3.2.2 The temperature control valve of the double-tube indoor system is installed at the indoor entrance. The vertical maladjustment of double-pipe system is caused by the change of system flow caused by the change of pressure head under natural circulation. The most ideal scheme of this system is to install a temperature control valve on each radiator. Some real estate developers are reluctant to increase investment and cancel all temperature control valves. Although there will be no serious imbalance in the indoor system, it will inevitably lead to vertical imbalance between floors in the building. This has also been proved in engineering practice. In order to reduce the cost without affecting the adjustment function of the heating system, a temperature control valve is installed at the indoor entrance of the double-pipe indoor system, and its remote temperature sensor can be placed in any room.
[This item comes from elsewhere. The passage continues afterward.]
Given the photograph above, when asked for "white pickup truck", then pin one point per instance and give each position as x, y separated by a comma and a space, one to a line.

Although the room temperature adjustment of each room lacks flexibility, this scheme improves the uneven cold and heat between floors in the building, which is more in line with the current domestic economic situation.
4. The energy-saving function of radiator thermostatic valve in heating system.
The radiator thermostatic valve is correctly installed in the heating system, and users can adjust and set the temperature according to the requirements of room temperature. In this way, the room temperature of each room is guaranteed to be constant, and the problems of uneven water flow in the riser of single-pipe system and uneven room temperature on the upper and lower floors are avoided. At the same time, constant temperature control, free heating and economical operation can not only improve the comfort of indoor thermal environment, but also realize energy saving.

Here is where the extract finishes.